Wrong... There are many map apps (Apple has a list for you) and they are all accurate. Why not just use one of them. And by the way, it is a myth to think users really helped Google maps. Google developed their mapping system through hard work and hiring thousands of people on the ground, analysis of all sorts of cartographic work already published.

It is a myth that to have a good app, the users must contribute.

How sad for Apple....

There is no excuse, in this day and age, to have a map program that fails so miserably to give correct directions and is so inaccurate. There is no excuse not to have the data in place before selling it to the public under ios6..

That Cook concedes other mapping programs offered in the App store are better than Apple's own map app, and that these third-party apps are accurate and easy to use, only further demonstrates the lack of caring Apple showed to its customers. There is no need, in this day and age, with all the mapping technology and data out there, for Apple to have any of these problems. Tim Cook, by suggesting users download other mapping programs that actually perform correctly, is also admitting that there are products out there they don't need the users' help and input to run correctly.
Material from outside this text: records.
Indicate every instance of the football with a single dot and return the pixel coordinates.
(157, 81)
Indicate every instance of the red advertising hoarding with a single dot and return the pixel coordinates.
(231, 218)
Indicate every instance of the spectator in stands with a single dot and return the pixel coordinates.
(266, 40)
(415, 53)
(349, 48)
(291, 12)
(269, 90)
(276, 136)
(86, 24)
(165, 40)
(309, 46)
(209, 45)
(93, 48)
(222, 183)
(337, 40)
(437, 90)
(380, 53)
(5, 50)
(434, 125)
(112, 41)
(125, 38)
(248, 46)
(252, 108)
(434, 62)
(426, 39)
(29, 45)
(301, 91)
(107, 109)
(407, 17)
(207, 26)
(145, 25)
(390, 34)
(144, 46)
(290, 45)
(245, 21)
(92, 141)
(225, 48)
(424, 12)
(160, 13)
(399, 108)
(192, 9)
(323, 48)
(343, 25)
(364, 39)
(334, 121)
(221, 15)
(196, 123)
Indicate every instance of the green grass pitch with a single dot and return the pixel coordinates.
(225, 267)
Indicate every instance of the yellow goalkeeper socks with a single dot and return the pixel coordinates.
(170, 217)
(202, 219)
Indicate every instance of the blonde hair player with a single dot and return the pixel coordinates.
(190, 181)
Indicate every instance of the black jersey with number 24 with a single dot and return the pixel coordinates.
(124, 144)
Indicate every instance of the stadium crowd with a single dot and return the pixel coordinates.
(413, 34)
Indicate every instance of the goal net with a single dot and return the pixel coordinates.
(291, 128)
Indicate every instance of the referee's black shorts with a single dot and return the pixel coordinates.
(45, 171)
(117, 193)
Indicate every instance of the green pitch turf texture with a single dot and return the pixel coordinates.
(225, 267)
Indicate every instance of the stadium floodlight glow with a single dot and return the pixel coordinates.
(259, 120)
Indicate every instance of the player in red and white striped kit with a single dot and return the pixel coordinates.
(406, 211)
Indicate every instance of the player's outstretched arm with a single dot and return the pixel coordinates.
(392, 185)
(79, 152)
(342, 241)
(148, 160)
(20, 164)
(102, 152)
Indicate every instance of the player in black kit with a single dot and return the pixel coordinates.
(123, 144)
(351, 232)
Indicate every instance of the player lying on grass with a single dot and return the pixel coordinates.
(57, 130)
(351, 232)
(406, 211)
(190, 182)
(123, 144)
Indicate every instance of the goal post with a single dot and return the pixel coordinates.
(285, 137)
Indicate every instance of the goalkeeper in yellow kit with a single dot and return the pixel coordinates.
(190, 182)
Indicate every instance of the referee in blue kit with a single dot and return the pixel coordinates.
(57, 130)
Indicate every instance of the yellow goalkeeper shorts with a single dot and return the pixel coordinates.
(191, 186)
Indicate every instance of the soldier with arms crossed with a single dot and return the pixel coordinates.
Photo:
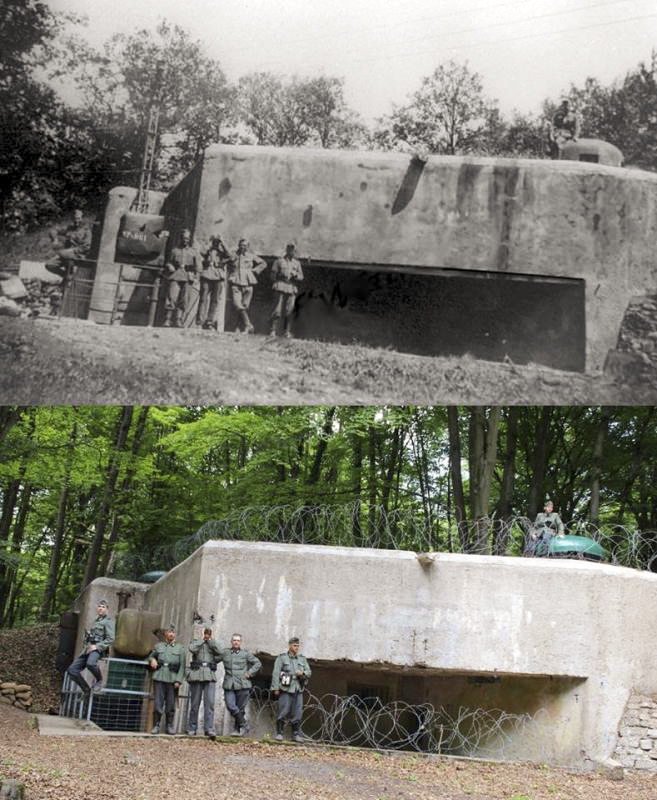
(168, 659)
(240, 666)
(202, 678)
(97, 640)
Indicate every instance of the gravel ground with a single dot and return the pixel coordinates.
(48, 361)
(28, 656)
(160, 767)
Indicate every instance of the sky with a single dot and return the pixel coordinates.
(525, 50)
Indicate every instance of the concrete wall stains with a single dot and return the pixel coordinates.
(567, 627)
(532, 217)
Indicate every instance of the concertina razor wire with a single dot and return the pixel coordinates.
(358, 524)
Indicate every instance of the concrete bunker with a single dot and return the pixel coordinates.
(543, 254)
(506, 657)
(480, 715)
(434, 312)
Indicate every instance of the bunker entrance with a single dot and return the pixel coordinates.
(491, 316)
(464, 714)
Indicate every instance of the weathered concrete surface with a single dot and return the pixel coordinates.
(567, 621)
(560, 220)
(105, 589)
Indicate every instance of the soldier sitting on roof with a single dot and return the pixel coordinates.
(565, 127)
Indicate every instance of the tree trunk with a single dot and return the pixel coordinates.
(123, 425)
(126, 486)
(484, 441)
(371, 482)
(505, 504)
(356, 486)
(55, 555)
(327, 427)
(455, 472)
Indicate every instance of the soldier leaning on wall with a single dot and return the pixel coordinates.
(286, 273)
(181, 273)
(202, 678)
(240, 666)
(546, 525)
(243, 269)
(288, 680)
(97, 640)
(168, 659)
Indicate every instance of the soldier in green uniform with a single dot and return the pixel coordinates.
(75, 245)
(546, 525)
(239, 667)
(181, 274)
(286, 273)
(202, 678)
(243, 269)
(97, 640)
(288, 680)
(168, 659)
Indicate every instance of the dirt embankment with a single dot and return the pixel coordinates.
(47, 361)
(28, 657)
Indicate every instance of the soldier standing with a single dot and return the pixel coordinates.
(286, 272)
(167, 658)
(565, 127)
(213, 283)
(546, 525)
(243, 267)
(240, 666)
(181, 272)
(202, 680)
(76, 243)
(288, 680)
(97, 640)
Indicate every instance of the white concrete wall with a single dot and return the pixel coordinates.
(463, 614)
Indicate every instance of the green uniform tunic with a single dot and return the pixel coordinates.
(204, 660)
(101, 633)
(551, 520)
(240, 666)
(171, 660)
(288, 664)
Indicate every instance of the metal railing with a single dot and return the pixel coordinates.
(122, 704)
(357, 525)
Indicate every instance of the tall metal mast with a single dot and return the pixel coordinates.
(140, 203)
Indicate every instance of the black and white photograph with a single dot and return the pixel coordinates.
(328, 399)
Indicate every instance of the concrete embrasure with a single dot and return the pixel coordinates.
(637, 734)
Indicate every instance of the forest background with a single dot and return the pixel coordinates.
(57, 155)
(118, 491)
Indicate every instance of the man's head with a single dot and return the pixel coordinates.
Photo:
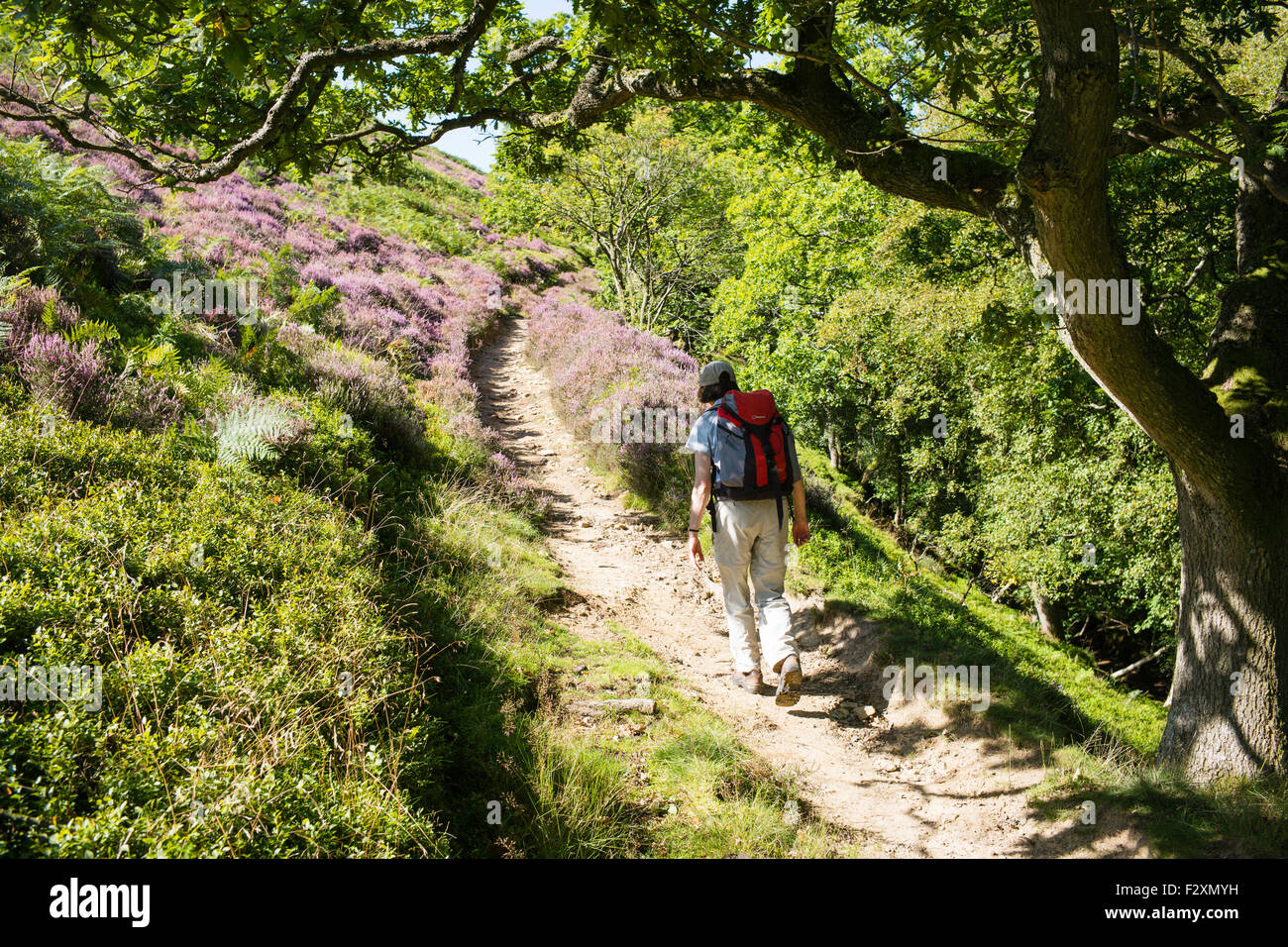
(715, 380)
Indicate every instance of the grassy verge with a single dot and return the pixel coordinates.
(1098, 736)
(671, 784)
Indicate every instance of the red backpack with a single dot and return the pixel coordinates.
(751, 451)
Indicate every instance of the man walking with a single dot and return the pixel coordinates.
(746, 467)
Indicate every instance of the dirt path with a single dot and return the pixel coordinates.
(911, 781)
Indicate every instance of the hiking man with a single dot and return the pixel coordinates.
(745, 464)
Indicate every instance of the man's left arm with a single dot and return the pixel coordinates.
(800, 527)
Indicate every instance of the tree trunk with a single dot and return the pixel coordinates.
(1050, 616)
(833, 454)
(1228, 703)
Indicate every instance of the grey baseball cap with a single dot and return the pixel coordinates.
(711, 372)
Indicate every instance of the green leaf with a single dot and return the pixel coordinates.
(236, 55)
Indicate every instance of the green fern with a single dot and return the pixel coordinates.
(88, 330)
(248, 433)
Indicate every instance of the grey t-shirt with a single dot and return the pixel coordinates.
(702, 440)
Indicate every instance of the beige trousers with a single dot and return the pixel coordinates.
(748, 541)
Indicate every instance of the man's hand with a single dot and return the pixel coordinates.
(800, 532)
(696, 551)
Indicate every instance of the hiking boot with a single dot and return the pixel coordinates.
(750, 682)
(790, 680)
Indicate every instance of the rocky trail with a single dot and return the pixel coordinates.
(909, 779)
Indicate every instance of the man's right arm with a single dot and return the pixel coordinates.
(698, 502)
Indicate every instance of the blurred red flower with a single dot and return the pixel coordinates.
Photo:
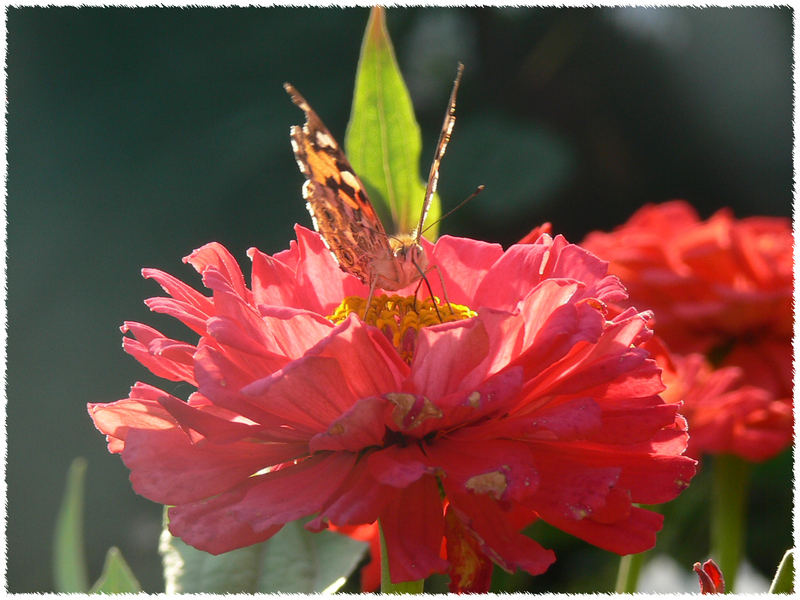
(454, 435)
(711, 579)
(724, 415)
(721, 288)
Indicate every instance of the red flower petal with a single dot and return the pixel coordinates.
(413, 526)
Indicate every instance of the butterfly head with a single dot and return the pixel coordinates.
(406, 264)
Perhaps they should stop there litigious behavior and concentrate on producing quality products.
 
Wrong... There are many map apps (Apple has a list for you) and they are all accurate. Why not just use one of them. And by the way, it is a myth to think users really helped Google maps. Google developed their mapping system through hard work and hiring thousands of people on the ground, analysis of all sorts of cartographic work already published.

Not true - users did help Google Maps evolve. The fact that Africa is mapped in Google is largely because of user participation through their Map Maker. The most recent example is Afghanistan & Iraq - info here:
http://www.readwriteweb.com/archives/google_maps_adds_new_crowdsourced_maps_of_afghanis.php

In the US the Map Maker is mainly used to expand their POI database:
http://www.readwriteweb.com/archives/google_map_maker_comes_to_the_US.php

It is a myth that to have a good app, the users must contribute.

In most cases - but if the app is reliant on user input and editions, not so much a myth.